Long camera trajectories and multi-shot edits are core to cinematic video but are hard to clone reliably: parametric rigs break on multi-shot scenes and synthetic cross-paired data are scarce and brittle. The core insight here is to treat camera parameters as a visual modality — a compact "camera grid" video — and train a multimodal diffusion transformer on very large camera-grid↔video pairs so camera motion can be pasted across scenes without requiring explicit camera calibration or cross-paired synthesis.
Key Findings
- Camera-as-video representation: encoding camera parameters into grid-motion videos lets the model handle arbitrary, compound multi-shot trajectories (shot transitions, push/pull, pans/rotations) as a single visual condition, avoiding brittle parametric templates.
- Million-scale supervision: pretraining on a large, synthesized camera-grid–video corpus supplies diverse trajectories and shot compositions, improving robustness on complex, long-range camera cloning tasks.
- Hierarchical Prompt Expansion agent: a prompt-planning stage fuses camera motion, subject description, and action cues into coherent directives for the diffusion transformer, improving semantic and temporal coherence across shot boundaries.

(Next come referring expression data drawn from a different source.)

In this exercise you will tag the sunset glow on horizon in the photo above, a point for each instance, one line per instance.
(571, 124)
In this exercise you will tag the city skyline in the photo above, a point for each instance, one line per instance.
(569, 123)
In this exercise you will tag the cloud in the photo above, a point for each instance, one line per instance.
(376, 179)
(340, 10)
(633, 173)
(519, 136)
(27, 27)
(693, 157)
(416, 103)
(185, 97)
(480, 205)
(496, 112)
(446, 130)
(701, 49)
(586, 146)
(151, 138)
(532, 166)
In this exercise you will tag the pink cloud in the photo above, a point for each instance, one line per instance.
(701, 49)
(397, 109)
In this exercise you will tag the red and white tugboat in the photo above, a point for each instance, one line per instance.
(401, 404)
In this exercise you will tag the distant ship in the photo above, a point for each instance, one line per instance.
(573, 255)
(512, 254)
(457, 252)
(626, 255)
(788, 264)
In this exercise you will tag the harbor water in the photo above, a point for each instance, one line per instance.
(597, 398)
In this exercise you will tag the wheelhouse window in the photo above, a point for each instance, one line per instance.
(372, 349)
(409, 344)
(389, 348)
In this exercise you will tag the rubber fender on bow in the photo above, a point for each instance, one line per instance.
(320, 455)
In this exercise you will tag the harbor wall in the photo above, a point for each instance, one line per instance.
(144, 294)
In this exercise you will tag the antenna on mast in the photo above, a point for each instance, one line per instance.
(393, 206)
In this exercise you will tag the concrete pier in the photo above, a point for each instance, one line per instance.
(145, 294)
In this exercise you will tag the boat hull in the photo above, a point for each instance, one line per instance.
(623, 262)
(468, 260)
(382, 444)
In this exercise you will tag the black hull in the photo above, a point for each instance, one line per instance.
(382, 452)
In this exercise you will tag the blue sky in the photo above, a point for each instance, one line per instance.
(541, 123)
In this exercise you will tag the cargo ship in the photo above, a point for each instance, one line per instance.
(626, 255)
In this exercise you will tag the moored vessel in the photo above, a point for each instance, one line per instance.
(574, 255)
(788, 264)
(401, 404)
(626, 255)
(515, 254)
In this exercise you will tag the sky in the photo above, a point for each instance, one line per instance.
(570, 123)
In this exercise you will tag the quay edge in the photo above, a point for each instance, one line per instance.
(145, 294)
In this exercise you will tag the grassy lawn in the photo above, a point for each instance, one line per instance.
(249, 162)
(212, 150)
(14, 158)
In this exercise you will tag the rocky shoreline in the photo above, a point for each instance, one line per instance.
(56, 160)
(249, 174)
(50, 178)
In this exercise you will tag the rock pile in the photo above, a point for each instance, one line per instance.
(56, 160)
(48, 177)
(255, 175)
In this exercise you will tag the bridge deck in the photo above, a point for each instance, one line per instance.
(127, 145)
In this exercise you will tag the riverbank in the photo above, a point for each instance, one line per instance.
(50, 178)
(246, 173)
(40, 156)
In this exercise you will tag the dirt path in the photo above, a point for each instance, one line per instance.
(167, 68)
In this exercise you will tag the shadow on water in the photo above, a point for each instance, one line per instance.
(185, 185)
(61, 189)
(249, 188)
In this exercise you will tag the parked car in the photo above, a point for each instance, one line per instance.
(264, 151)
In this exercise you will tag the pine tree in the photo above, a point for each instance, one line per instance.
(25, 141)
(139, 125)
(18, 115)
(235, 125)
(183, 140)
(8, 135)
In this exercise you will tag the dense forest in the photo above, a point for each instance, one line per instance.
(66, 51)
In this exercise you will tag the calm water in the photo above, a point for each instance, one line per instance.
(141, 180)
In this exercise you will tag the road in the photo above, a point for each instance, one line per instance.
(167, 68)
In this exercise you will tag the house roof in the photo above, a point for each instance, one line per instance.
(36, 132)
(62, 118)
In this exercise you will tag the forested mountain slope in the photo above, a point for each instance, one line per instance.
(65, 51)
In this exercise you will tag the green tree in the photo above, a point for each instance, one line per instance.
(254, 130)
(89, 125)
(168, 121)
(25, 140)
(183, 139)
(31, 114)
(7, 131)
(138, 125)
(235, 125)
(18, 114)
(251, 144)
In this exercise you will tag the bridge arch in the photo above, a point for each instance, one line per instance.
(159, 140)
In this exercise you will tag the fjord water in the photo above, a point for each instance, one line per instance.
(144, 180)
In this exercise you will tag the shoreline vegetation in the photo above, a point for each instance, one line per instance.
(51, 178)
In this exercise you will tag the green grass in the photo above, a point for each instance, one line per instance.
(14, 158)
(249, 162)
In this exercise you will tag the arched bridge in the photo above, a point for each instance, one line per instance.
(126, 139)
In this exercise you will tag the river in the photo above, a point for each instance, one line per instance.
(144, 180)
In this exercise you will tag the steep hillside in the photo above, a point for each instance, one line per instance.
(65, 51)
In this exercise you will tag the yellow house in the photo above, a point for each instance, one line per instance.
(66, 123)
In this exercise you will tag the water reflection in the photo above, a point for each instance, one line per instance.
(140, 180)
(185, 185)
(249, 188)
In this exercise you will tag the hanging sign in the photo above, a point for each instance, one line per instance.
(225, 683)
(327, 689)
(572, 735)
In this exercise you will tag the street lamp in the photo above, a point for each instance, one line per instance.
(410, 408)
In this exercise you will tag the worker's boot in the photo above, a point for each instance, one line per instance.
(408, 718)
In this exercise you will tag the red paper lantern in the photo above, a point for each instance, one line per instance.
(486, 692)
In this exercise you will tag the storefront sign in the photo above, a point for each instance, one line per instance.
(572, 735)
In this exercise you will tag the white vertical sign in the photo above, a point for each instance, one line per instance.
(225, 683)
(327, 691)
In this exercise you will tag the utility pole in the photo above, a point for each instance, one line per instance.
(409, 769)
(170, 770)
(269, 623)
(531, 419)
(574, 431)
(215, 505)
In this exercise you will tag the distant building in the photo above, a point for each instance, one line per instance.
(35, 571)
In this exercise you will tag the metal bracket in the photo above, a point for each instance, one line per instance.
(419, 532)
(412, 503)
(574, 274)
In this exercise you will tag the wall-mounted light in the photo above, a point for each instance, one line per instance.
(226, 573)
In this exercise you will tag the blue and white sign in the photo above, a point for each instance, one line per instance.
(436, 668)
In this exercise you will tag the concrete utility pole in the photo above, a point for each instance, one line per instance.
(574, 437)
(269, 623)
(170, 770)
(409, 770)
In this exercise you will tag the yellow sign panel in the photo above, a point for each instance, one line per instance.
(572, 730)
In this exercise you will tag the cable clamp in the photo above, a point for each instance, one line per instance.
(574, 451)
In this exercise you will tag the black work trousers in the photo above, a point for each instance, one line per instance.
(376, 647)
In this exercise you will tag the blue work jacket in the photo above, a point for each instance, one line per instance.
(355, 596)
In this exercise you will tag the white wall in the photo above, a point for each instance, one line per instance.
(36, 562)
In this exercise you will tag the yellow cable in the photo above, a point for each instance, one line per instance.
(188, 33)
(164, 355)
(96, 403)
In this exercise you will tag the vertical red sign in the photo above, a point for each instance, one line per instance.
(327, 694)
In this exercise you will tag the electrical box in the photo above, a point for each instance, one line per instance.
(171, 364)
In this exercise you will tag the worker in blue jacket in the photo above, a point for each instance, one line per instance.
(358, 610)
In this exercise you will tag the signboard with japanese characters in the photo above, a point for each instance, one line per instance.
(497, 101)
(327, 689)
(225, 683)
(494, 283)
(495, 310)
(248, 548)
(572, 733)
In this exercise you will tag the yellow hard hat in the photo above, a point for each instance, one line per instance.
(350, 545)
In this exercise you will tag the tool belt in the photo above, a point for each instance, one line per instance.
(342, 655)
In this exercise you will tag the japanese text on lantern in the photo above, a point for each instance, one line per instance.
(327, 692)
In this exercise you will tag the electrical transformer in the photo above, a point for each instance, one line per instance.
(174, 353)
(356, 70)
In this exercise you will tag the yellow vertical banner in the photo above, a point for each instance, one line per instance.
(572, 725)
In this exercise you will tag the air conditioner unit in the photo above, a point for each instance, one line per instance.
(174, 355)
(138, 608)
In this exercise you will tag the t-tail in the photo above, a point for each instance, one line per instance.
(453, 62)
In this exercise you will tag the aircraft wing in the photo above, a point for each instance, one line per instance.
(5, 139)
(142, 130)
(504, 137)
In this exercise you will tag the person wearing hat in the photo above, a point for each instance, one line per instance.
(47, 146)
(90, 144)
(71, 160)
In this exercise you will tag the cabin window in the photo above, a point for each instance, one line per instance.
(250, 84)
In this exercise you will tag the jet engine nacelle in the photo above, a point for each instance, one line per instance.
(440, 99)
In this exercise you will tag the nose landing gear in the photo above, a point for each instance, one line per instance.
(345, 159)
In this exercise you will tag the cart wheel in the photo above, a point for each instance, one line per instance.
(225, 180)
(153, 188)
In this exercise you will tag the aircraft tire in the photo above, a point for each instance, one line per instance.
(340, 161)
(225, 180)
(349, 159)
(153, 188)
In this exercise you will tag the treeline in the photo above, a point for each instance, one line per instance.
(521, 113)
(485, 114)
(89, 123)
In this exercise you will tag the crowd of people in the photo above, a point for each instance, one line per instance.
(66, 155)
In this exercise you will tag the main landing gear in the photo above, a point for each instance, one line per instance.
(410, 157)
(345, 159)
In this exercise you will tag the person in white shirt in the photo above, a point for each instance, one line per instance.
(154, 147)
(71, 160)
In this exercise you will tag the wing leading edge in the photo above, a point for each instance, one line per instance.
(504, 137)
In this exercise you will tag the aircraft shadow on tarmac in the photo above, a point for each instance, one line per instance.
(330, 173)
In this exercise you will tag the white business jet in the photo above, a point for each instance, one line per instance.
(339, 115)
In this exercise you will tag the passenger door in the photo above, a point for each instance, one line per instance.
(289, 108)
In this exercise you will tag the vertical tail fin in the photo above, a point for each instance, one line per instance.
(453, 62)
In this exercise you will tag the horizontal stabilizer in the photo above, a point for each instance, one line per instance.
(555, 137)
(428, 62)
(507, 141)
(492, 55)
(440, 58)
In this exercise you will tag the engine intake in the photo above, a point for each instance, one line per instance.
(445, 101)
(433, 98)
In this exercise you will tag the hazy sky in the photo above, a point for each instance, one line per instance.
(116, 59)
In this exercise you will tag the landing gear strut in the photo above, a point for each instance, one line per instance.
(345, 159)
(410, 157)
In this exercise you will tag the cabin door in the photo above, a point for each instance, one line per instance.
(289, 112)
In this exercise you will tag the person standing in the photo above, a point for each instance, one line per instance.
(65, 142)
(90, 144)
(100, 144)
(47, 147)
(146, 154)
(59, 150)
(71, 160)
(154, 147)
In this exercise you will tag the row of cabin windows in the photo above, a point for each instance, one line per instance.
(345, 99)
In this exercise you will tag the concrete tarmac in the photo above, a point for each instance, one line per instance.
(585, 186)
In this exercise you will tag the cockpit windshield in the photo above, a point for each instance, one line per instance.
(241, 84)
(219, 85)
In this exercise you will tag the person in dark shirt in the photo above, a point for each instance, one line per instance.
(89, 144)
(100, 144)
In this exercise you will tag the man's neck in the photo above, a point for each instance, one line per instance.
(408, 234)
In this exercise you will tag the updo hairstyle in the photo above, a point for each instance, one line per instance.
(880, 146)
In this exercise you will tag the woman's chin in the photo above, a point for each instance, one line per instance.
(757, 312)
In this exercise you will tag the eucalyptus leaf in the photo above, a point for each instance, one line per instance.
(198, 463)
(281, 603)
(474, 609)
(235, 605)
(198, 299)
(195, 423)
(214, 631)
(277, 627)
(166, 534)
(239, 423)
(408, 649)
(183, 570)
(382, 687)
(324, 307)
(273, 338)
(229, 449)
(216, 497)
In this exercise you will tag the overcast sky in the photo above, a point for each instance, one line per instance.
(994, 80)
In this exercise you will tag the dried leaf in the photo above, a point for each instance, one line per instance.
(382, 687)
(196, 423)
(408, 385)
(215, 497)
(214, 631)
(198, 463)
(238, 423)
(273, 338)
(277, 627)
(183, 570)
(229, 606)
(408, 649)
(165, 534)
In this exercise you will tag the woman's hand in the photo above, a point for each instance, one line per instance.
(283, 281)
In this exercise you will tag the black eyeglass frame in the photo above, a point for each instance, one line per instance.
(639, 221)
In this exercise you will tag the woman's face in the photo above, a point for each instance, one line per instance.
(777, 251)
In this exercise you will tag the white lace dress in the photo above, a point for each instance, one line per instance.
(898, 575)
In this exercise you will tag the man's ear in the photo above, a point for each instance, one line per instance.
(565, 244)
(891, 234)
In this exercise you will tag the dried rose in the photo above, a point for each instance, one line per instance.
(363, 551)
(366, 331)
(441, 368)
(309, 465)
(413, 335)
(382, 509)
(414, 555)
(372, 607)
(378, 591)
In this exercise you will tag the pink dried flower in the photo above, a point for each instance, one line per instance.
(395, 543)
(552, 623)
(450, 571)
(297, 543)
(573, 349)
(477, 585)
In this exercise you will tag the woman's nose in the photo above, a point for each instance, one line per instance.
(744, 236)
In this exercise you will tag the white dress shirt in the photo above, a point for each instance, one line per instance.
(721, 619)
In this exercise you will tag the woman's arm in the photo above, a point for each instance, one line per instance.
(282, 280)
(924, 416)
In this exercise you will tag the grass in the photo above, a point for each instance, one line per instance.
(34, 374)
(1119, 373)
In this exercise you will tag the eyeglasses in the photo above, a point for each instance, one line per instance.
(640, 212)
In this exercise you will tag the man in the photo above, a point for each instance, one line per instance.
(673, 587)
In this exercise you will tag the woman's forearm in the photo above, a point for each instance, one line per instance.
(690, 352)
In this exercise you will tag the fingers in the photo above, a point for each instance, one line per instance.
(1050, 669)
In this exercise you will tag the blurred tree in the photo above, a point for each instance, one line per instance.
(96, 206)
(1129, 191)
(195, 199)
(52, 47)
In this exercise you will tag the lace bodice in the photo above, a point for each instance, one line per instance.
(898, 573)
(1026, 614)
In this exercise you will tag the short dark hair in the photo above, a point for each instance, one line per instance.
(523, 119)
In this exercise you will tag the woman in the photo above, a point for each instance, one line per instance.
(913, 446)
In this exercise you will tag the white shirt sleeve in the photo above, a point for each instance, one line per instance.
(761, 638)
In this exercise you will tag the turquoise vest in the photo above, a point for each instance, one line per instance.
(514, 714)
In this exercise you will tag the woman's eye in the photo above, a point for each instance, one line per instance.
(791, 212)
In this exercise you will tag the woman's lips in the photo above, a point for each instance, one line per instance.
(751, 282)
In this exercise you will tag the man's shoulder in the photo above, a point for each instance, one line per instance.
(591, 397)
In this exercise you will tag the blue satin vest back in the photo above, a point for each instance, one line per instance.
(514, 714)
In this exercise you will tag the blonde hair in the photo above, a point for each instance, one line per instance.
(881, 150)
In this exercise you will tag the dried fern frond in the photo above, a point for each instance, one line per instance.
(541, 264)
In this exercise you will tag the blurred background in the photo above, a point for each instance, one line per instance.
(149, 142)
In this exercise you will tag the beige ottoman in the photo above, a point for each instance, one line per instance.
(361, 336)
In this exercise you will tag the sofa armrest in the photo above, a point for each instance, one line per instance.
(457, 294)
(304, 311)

- Director-level control: the framework coordinates characters, actions and cameras to support multimodal controls (text, reference video, trajectory) for controllable video generation without per-case fine-tuning.
Who it's for and tradeoffs
Great fit if you need reproducible, multi-shot camera motion transfer for generated video (researchers and studios working on controllable video synthesis, or teams developing reference-based camera control pipelines). Look elsewhere if you require live-phone deployment on-device, extremely small-data regimes, or explicit, per-frame metric-quality camera calibration — the approach relies on large-scale training data and sizable model capacity, and may need adaptation for very unconstrained, noisy real-world reference footage.
How it works (brief)
The method renders camera parameters into a grid-format motion video that is used alongside content signals (text, image, or content video) to condition a multimodal diffusion transformer. During inference a hierarchical prompt-expansion module constructs conditioning prompts that describe intra-shot motion, inter-shot transitions, and semantic fusion with subjects and actions; the pretrained model then synthesizes multi-shot outputs that follow the target camera trajectories while preserving content consistency.